To emphasize just how much Dibbles has remained true to his country roots, he’s back for a second track on Country Things Vol. 2, with the rocker of the record, “Diesel” (feat. Earl Dibbles Jr.) (Granger Smith, Frank Rogers, Monty Criswell, Derek George, Taylor Phillips). Get ready to bang your heads good ol’ boys and girls, this is one heavy-duty ride! Country rockin’ guitars and pounding drums give this salute to the diesel truck all the power it needs to keep your hair flippin’, your boots stompin’ and your drinks high in the air at your next bonfire.

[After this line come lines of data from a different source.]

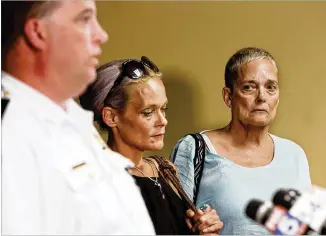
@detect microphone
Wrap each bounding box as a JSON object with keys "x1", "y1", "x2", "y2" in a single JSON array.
[
  {"x1": 272, "y1": 188, "x2": 301, "y2": 209},
  {"x1": 245, "y1": 199, "x2": 315, "y2": 235},
  {"x1": 272, "y1": 188, "x2": 326, "y2": 234}
]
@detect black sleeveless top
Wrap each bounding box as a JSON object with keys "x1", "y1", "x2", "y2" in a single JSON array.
[{"x1": 133, "y1": 174, "x2": 193, "y2": 235}]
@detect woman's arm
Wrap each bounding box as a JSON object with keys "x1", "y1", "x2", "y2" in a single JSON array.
[{"x1": 170, "y1": 135, "x2": 197, "y2": 200}]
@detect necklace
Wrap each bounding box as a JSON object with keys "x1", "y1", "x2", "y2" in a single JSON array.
[{"x1": 132, "y1": 161, "x2": 165, "y2": 199}]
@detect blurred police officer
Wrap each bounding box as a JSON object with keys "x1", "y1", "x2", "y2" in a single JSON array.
[{"x1": 1, "y1": 1, "x2": 154, "y2": 234}]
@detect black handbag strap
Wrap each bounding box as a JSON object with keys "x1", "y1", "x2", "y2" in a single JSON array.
[{"x1": 188, "y1": 133, "x2": 207, "y2": 204}]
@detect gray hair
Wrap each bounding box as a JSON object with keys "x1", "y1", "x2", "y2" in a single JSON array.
[{"x1": 224, "y1": 47, "x2": 278, "y2": 92}]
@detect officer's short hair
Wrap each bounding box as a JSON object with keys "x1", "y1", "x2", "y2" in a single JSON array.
[{"x1": 1, "y1": 1, "x2": 59, "y2": 67}]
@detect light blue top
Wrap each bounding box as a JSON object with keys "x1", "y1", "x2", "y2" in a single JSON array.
[{"x1": 171, "y1": 132, "x2": 311, "y2": 235}]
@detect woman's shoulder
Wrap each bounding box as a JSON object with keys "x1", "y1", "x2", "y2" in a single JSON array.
[
  {"x1": 271, "y1": 134, "x2": 306, "y2": 154},
  {"x1": 175, "y1": 129, "x2": 224, "y2": 147},
  {"x1": 201, "y1": 128, "x2": 228, "y2": 141},
  {"x1": 171, "y1": 133, "x2": 197, "y2": 154}
]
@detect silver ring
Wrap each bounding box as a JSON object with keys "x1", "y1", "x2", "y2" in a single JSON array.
[{"x1": 199, "y1": 204, "x2": 209, "y2": 212}]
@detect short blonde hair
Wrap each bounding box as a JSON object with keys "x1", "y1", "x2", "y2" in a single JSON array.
[
  {"x1": 79, "y1": 59, "x2": 162, "y2": 128},
  {"x1": 224, "y1": 47, "x2": 278, "y2": 91}
]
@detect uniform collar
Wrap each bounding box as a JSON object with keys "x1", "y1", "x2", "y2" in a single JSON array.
[
  {"x1": 1, "y1": 72, "x2": 94, "y2": 132},
  {"x1": 2, "y1": 72, "x2": 135, "y2": 170}
]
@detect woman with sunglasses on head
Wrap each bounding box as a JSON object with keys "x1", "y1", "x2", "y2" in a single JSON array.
[{"x1": 79, "y1": 56, "x2": 223, "y2": 235}]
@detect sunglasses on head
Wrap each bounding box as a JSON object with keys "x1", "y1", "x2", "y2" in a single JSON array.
[{"x1": 108, "y1": 56, "x2": 160, "y2": 95}]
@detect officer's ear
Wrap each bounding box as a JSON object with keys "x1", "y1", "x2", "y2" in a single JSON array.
[
  {"x1": 24, "y1": 17, "x2": 47, "y2": 51},
  {"x1": 102, "y1": 107, "x2": 118, "y2": 128}
]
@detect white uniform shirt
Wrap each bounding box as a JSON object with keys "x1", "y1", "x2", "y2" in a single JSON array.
[{"x1": 1, "y1": 73, "x2": 155, "y2": 235}]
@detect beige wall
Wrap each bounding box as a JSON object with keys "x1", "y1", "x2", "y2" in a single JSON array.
[{"x1": 96, "y1": 1, "x2": 326, "y2": 187}]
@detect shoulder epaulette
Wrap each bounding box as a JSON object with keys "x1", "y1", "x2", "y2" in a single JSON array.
[{"x1": 1, "y1": 85, "x2": 10, "y2": 118}]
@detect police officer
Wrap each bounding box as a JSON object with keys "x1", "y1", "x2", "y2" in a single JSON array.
[{"x1": 1, "y1": 1, "x2": 154, "y2": 235}]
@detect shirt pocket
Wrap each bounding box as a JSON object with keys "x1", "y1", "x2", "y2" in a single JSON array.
[
  {"x1": 61, "y1": 161, "x2": 116, "y2": 214},
  {"x1": 64, "y1": 161, "x2": 103, "y2": 191}
]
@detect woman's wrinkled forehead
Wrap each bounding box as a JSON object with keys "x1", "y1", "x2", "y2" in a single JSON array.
[
  {"x1": 126, "y1": 78, "x2": 167, "y2": 109},
  {"x1": 237, "y1": 59, "x2": 278, "y2": 82}
]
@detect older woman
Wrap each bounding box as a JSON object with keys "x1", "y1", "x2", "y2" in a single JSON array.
[
  {"x1": 79, "y1": 56, "x2": 223, "y2": 235},
  {"x1": 171, "y1": 47, "x2": 312, "y2": 235}
]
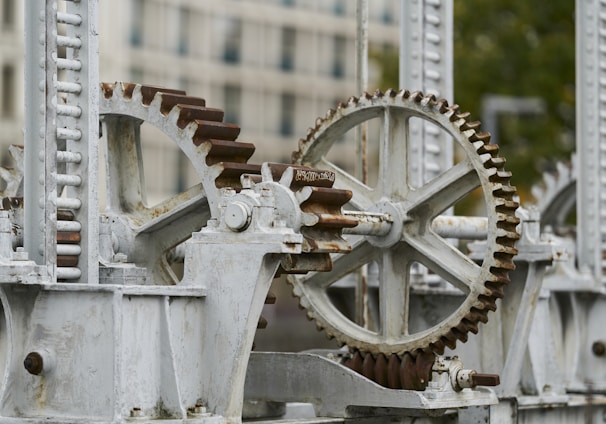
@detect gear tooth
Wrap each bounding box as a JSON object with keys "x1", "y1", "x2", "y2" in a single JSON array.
[
  {"x1": 485, "y1": 281, "x2": 505, "y2": 299},
  {"x1": 374, "y1": 89, "x2": 384, "y2": 98},
  {"x1": 336, "y1": 101, "x2": 346, "y2": 110},
  {"x1": 476, "y1": 140, "x2": 498, "y2": 154},
  {"x1": 478, "y1": 295, "x2": 498, "y2": 312},
  {"x1": 462, "y1": 318, "x2": 479, "y2": 334},
  {"x1": 461, "y1": 120, "x2": 481, "y2": 131},
  {"x1": 442, "y1": 333, "x2": 458, "y2": 350},
  {"x1": 424, "y1": 93, "x2": 437, "y2": 103},
  {"x1": 399, "y1": 89, "x2": 411, "y2": 99},
  {"x1": 436, "y1": 98, "x2": 449, "y2": 113},
  {"x1": 385, "y1": 88, "x2": 397, "y2": 98},
  {"x1": 257, "y1": 315, "x2": 268, "y2": 329},
  {"x1": 385, "y1": 354, "x2": 400, "y2": 389},
  {"x1": 447, "y1": 104, "x2": 461, "y2": 120},
  {"x1": 348, "y1": 95, "x2": 359, "y2": 105},
  {"x1": 411, "y1": 90, "x2": 424, "y2": 102},
  {"x1": 362, "y1": 353, "x2": 375, "y2": 380},
  {"x1": 484, "y1": 156, "x2": 507, "y2": 169},
  {"x1": 430, "y1": 340, "x2": 446, "y2": 355},
  {"x1": 101, "y1": 82, "x2": 114, "y2": 99},
  {"x1": 326, "y1": 108, "x2": 336, "y2": 119},
  {"x1": 451, "y1": 326, "x2": 468, "y2": 343},
  {"x1": 470, "y1": 131, "x2": 492, "y2": 144},
  {"x1": 373, "y1": 353, "x2": 388, "y2": 387}
]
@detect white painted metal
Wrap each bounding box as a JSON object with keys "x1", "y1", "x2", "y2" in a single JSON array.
[
  {"x1": 576, "y1": 0, "x2": 606, "y2": 283},
  {"x1": 6, "y1": 0, "x2": 606, "y2": 423},
  {"x1": 399, "y1": 0, "x2": 454, "y2": 187}
]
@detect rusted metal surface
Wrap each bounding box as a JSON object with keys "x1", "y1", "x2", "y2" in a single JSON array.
[
  {"x1": 206, "y1": 139, "x2": 255, "y2": 165},
  {"x1": 23, "y1": 352, "x2": 44, "y2": 376},
  {"x1": 471, "y1": 373, "x2": 500, "y2": 387},
  {"x1": 344, "y1": 349, "x2": 435, "y2": 391}
]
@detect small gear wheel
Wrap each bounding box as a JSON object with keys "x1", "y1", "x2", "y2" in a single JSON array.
[{"x1": 289, "y1": 89, "x2": 520, "y2": 358}]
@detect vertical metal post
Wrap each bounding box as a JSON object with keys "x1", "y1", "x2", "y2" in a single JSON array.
[
  {"x1": 355, "y1": 0, "x2": 369, "y2": 327},
  {"x1": 576, "y1": 0, "x2": 605, "y2": 284},
  {"x1": 399, "y1": 0, "x2": 453, "y2": 187},
  {"x1": 24, "y1": 0, "x2": 47, "y2": 268},
  {"x1": 25, "y1": 0, "x2": 99, "y2": 283},
  {"x1": 42, "y1": 1, "x2": 60, "y2": 281}
]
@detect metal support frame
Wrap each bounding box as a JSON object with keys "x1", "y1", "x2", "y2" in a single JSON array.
[
  {"x1": 576, "y1": 0, "x2": 606, "y2": 283},
  {"x1": 24, "y1": 0, "x2": 99, "y2": 283},
  {"x1": 400, "y1": 0, "x2": 454, "y2": 187}
]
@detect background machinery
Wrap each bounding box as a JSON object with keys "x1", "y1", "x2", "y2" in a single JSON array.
[{"x1": 0, "y1": 0, "x2": 603, "y2": 423}]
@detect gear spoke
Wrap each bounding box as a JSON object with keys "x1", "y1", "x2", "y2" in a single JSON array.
[
  {"x1": 403, "y1": 230, "x2": 480, "y2": 294},
  {"x1": 103, "y1": 115, "x2": 146, "y2": 212},
  {"x1": 378, "y1": 247, "x2": 410, "y2": 338},
  {"x1": 380, "y1": 106, "x2": 410, "y2": 200},
  {"x1": 405, "y1": 159, "x2": 479, "y2": 218},
  {"x1": 304, "y1": 237, "x2": 377, "y2": 290}
]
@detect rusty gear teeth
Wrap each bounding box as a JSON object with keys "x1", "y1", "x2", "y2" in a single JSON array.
[
  {"x1": 344, "y1": 349, "x2": 436, "y2": 391},
  {"x1": 289, "y1": 88, "x2": 520, "y2": 375}
]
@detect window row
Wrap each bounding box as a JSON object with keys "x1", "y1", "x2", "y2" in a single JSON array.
[
  {"x1": 129, "y1": 1, "x2": 397, "y2": 79},
  {"x1": 0, "y1": 0, "x2": 14, "y2": 28}
]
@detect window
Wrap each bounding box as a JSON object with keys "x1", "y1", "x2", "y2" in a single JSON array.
[
  {"x1": 280, "y1": 93, "x2": 295, "y2": 136},
  {"x1": 177, "y1": 7, "x2": 189, "y2": 56},
  {"x1": 280, "y1": 27, "x2": 296, "y2": 71},
  {"x1": 2, "y1": 0, "x2": 14, "y2": 27},
  {"x1": 224, "y1": 85, "x2": 241, "y2": 125},
  {"x1": 223, "y1": 18, "x2": 242, "y2": 64},
  {"x1": 130, "y1": 0, "x2": 144, "y2": 47},
  {"x1": 2, "y1": 65, "x2": 14, "y2": 118},
  {"x1": 382, "y1": 8, "x2": 393, "y2": 24},
  {"x1": 332, "y1": 35, "x2": 346, "y2": 78},
  {"x1": 333, "y1": 0, "x2": 345, "y2": 15}
]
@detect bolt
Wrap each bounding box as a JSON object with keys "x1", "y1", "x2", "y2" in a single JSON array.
[
  {"x1": 24, "y1": 352, "x2": 44, "y2": 375},
  {"x1": 189, "y1": 402, "x2": 210, "y2": 417},
  {"x1": 592, "y1": 341, "x2": 606, "y2": 357},
  {"x1": 130, "y1": 407, "x2": 144, "y2": 418}
]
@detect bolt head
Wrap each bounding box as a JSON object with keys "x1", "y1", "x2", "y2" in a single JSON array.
[
  {"x1": 592, "y1": 341, "x2": 606, "y2": 357},
  {"x1": 24, "y1": 352, "x2": 44, "y2": 375}
]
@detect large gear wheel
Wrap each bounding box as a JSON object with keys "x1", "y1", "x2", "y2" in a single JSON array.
[
  {"x1": 99, "y1": 82, "x2": 261, "y2": 284},
  {"x1": 289, "y1": 89, "x2": 520, "y2": 358}
]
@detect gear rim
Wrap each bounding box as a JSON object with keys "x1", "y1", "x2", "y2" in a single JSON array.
[{"x1": 289, "y1": 89, "x2": 520, "y2": 356}]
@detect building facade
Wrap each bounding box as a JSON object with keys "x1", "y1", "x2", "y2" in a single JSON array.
[{"x1": 1, "y1": 0, "x2": 400, "y2": 202}]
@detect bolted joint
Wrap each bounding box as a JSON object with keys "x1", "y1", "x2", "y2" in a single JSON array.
[
  {"x1": 24, "y1": 349, "x2": 56, "y2": 375},
  {"x1": 592, "y1": 340, "x2": 606, "y2": 357}
]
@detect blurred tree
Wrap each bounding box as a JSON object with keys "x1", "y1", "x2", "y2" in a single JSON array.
[{"x1": 371, "y1": 1, "x2": 575, "y2": 205}]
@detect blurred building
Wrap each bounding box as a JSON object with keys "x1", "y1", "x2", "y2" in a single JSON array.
[
  {"x1": 0, "y1": 0, "x2": 22, "y2": 161},
  {"x1": 0, "y1": 0, "x2": 400, "y2": 202}
]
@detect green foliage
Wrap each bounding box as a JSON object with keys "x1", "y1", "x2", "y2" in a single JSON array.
[
  {"x1": 454, "y1": 0, "x2": 575, "y2": 202},
  {"x1": 371, "y1": 1, "x2": 576, "y2": 204}
]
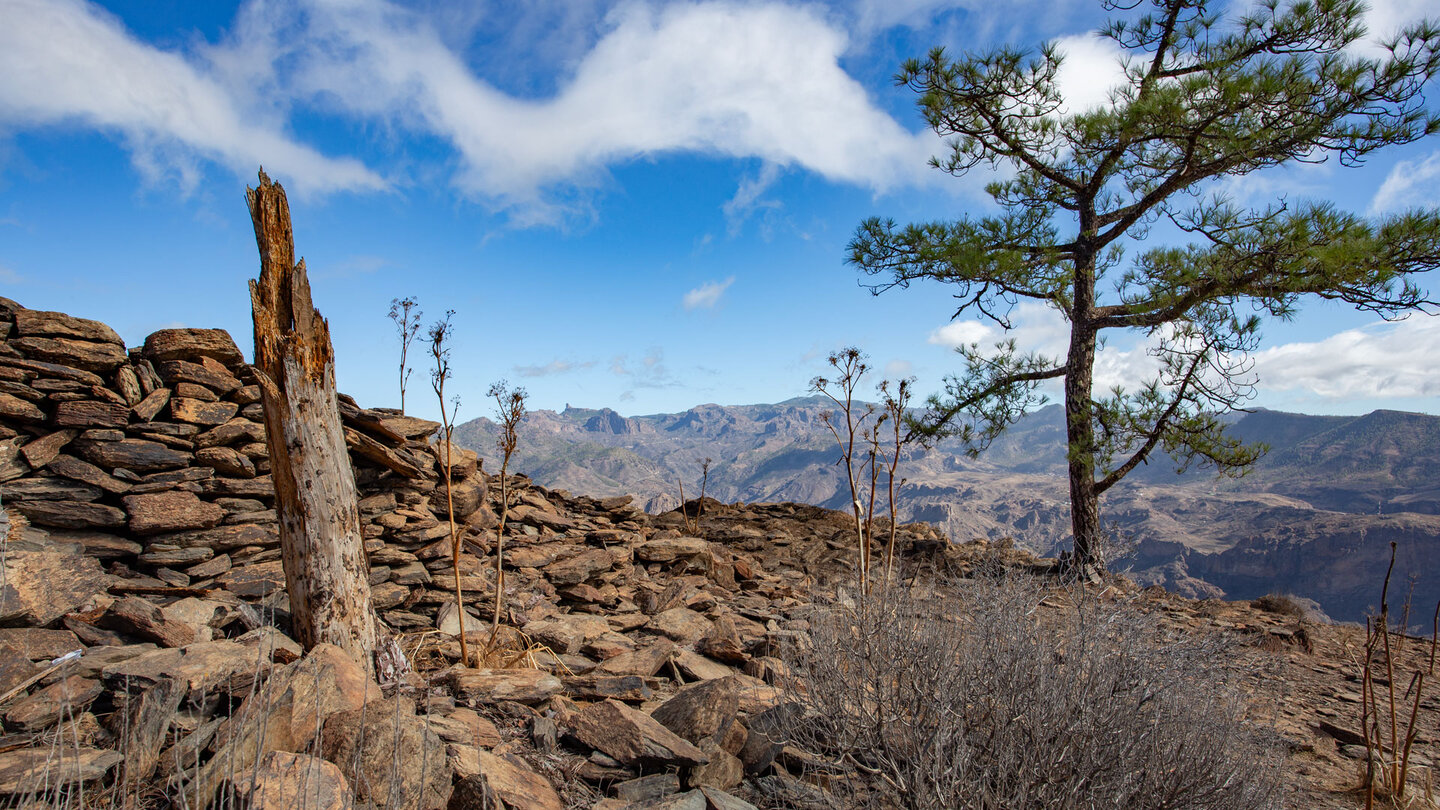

“Yeah, we love smokin’ that diesel
It screams out freedom like a big bald eagle
Like a rooster on a June bug beetle
Country boys are lead foot lethal
Hallelujah chrome stacks like a steeple on my Yee Yee people
Love smokin’ that diesel”
Yes, the second half of this album was certainly worth the wait. Granger Smith’s goal was to take both volumes and put them together to create a roller coaster ride for his fans and I think he accomplished that. There are highs and lows and everything in between. He cut no corners. He stuck to his objective. He called this album Country Things and that’s what it is. It’s all there for anyone to hear and it doesn’t take some fancy degree or some special insight into the music industry to figure it out. As simple as the country lifestyle itself, the messages are right in the songs. Each one unique in its own way, yet a part of the big picture. It’s country things, lots of ’em. Find a front porch swing and have a listen.